Ik ben nu al een tijd bezig met een vraag, en ik kom er niet uit! Wie kan me hierbij helpen? Alvast bedankt
Laat gegeven zijn dat 80 procent van een groep studenten dom is en 40 procent rijk. Van de domme studenten haalt 20 procent het beruchte tentamen IOR, en van de rijke studenten 30 procent. De docent, die het hart op de juiste plaats heeft, zorgt er bij zijn correctie altijd voor dat het slagingspercentage van de slimme arme studenten drie keer zo hoog is als dat van de domme rijke studenten. Van de rijke studenten blijkt 70 procent dom te zijn. Van de domme rijke studenten heeft 75 procent een onvoldoende gehaald.
De bekende student Jan slaagt voor het tentamen. Wat is de kans dat Jan arm en dom is?
Yousra
Student universiteit - vrijdag 18 december 2009
Antwoord
Dag mevrouw Yousra, Noem rijk+dom=rd; rijk+slim=rs; arm+dom=ad en arm+slim=as. Bepaal eerst deze vier variabelen in procenten van alle studenten: totaal=rd+ad+rs+as=100; dom=rd+ad=80; rijk=rd+rs=40; rd=0,7(rd+rs)=28; Dat zijn vier vergelijkingen met vier onbekenden die je kan oplossen.
Vervolgens bekijk je de geslaagden, ook vier onbekenden (weer in procenten van alle studenten): Noem ze rd+, ad+, rs+ en as+. (rd+)+(ad+)=0,2(rd+ad)=16 (rd+)+(rs+)=0,3(rs+rd)=12 Van rd heeft 75% een onvoldoende gehaald, dus 25% is geslaagd: rd+=0,25*rd; Het slagingspercentage van as is drie keer zo hoog, dus 75%: as+=0,75*as Ook deze vier variabelen kan je nu berekenen.
Ik kom zo op 27 geslaagde studenten, waarvan er 9 arm en dom zijn. Dus de kans dat Jan arm en dom is 1/3.
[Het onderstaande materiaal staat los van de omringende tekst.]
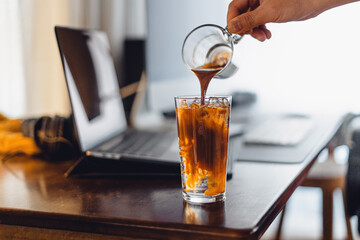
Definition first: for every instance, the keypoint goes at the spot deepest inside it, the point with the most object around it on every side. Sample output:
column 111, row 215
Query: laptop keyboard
column 139, row 143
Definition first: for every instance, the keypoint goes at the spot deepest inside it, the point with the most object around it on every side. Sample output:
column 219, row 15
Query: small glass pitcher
column 213, row 44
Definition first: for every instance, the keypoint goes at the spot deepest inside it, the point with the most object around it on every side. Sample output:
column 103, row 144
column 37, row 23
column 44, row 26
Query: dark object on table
column 53, row 135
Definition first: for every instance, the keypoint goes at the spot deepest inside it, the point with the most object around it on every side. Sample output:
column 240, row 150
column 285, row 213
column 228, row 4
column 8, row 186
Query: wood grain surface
column 35, row 193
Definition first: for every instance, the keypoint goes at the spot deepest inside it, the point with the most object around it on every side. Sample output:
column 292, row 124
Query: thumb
column 245, row 22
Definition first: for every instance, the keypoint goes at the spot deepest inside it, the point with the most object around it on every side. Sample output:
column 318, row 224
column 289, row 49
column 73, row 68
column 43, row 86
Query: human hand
column 250, row 16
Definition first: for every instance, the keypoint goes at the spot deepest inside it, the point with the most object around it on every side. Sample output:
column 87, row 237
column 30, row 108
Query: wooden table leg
column 327, row 214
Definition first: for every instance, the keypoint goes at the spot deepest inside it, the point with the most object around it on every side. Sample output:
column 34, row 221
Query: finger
column 259, row 34
column 266, row 31
column 237, row 7
column 247, row 21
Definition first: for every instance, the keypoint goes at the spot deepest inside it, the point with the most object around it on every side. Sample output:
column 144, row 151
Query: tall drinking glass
column 203, row 132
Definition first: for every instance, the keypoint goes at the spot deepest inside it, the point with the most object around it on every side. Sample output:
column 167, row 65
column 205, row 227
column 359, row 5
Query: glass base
column 201, row 198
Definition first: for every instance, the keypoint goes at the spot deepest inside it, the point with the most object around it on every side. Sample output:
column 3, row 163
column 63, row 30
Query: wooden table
column 38, row 202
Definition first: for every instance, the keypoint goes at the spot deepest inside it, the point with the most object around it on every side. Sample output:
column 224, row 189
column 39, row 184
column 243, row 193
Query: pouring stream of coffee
column 207, row 71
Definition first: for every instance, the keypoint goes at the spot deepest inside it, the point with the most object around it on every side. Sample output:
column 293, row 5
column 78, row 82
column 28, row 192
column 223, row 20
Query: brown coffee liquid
column 207, row 71
column 205, row 75
column 203, row 139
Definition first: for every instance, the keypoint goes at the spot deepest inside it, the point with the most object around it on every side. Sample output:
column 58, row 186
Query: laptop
column 97, row 106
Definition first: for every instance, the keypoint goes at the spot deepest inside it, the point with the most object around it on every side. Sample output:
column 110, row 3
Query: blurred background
column 310, row 66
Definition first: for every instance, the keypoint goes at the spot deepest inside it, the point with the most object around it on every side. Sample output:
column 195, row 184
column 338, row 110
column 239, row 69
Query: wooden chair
column 328, row 176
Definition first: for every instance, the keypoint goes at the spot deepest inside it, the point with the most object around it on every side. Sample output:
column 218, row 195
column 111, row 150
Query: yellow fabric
column 12, row 140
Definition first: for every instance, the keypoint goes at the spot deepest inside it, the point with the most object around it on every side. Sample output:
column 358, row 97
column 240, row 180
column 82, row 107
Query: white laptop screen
column 92, row 84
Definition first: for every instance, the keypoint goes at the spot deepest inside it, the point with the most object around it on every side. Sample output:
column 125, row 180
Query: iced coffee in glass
column 203, row 131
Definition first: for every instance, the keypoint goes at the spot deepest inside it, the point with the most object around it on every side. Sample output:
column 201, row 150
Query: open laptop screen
column 92, row 85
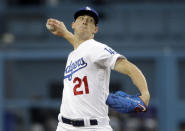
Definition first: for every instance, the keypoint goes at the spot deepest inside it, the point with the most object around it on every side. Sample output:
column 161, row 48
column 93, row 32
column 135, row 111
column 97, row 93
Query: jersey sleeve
column 105, row 56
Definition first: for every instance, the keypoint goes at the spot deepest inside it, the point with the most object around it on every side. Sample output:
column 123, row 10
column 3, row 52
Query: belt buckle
column 78, row 123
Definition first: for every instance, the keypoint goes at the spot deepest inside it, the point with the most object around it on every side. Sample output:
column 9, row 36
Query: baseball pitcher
column 86, row 96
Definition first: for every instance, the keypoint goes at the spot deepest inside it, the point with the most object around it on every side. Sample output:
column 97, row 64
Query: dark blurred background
column 150, row 33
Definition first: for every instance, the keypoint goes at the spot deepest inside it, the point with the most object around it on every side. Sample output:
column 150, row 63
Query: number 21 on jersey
column 78, row 83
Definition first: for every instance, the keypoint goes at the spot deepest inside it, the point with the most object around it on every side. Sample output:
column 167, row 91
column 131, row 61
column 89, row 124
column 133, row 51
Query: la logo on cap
column 87, row 8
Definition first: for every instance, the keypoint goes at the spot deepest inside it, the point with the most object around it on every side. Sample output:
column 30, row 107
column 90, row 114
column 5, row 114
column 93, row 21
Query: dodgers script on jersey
column 86, row 81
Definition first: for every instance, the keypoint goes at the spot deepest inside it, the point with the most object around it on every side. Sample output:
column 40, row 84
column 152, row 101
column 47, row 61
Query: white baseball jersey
column 86, row 80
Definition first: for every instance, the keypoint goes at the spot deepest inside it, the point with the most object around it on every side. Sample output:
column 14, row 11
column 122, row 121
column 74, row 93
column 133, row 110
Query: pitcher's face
column 85, row 25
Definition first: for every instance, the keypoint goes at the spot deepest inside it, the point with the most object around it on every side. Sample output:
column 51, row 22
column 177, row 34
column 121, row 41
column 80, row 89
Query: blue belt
column 78, row 123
Je kan het probleem misschien nog makkelijker oplossen door alle gegevens in een tabel van 3 bij 3 in te vullen. Ik heb vast een beginnetje gemaakt:
Boven de schuine strepen staan de percentages van het aantal studenten en onder de schuine strepen de percentages (van het totaal aantal studenten) geslaagden in die groep. Succes, Lieke.